Hello bioBakery forum,
I tried to use Kneaddata to remove rRNA in my metatranscriptome data and realized rRNA was not matched to SILVA database I downloaded from the kneaddata manual.
After discussion in the bioBakery course with Curtis and did some digging in the manual and tutorial, I found out two potential following issues.
I used the
kneaddata_database --download ribosomal_RNA bowtie2 $DIRto download the SILVA database, it was 11G and downloaded as already bowtie2 built indexes (ends with .bt21). However, the Us were not converted to Ts from the direct download. I go further wanting to convert U and realized we have to convert it in the first step on the SILVA fasta files.
I then found there is a link to SILVA fasta file in the tutorial page
http://huttenhower.sph.harvard.edu/kneadData_databases/SILVA_128_LSUParc_SSUParc_ribosomal_RNA_v0.1.tar.gzI wget the link, but the page was not found.

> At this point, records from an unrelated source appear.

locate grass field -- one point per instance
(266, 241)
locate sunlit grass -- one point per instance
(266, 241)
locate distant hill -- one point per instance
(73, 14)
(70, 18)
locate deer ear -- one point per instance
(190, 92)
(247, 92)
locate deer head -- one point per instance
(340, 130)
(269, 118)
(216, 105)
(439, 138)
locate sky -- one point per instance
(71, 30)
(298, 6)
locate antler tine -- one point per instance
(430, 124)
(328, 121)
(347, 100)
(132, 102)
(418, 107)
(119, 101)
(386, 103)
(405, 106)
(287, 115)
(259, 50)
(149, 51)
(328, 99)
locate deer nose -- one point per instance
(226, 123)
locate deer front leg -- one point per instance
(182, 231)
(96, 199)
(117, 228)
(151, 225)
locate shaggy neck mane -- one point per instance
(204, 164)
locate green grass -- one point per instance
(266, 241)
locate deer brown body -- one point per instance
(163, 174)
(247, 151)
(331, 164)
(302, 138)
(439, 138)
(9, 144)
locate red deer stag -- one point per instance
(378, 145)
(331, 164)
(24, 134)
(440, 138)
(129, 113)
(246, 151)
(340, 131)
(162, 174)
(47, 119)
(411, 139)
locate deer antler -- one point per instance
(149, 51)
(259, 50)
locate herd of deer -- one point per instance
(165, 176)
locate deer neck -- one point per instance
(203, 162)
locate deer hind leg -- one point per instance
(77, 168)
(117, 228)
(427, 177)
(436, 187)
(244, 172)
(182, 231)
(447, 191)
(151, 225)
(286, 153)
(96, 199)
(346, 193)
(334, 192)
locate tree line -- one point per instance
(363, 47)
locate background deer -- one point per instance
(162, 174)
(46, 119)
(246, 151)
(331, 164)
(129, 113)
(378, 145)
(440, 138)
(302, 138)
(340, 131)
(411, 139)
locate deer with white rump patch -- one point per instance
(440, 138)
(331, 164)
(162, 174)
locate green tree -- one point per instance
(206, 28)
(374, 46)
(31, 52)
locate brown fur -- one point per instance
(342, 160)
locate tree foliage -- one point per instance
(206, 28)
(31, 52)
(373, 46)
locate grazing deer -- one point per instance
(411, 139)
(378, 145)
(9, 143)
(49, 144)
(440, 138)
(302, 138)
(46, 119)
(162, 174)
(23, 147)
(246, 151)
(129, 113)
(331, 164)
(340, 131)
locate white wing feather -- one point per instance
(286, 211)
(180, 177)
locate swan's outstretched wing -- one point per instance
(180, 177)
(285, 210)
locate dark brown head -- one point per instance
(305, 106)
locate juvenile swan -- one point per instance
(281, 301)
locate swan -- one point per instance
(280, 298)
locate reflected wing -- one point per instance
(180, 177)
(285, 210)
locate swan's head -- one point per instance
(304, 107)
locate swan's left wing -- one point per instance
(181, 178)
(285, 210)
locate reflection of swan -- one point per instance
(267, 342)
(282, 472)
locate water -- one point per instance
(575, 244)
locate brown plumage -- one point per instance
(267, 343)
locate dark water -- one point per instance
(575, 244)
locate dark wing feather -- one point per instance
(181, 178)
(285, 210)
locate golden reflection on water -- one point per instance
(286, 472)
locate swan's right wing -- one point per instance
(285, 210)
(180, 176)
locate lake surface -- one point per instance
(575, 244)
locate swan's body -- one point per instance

Then I went to SILVA official website trying to find a database… there were many explanations but no direct download of the database. (I may missed it). I used this one
wget -O "silva-138-99-515-806-nb-classifier.qza" https://data.qiime2.org/2020.6/common/silva-138-99-515-806-nb-classifier.qzabefore for amplicon data, but it is not a fasta file.
I am just wondering could biobakery share an updated link to download SILVA rRNA reference database or direct me to a place to download? Then I can convert Us in the downloaded fasta, then bowtie2 build the SILVA rRNA database, then remove rRNA using KneadData in my metatranscriptome data. Alternatively, a direct download of the already bowtie2 built U converted SILVA rRNA would be great too.
I am also wondering the results only showed adapter removed and human transcriptome removed. The human genome removed did now show. Is that some problem with the bowtie2 build file or metatranscriptome will not match human genome(hg37dec_v0.1.1.bt2 etc)?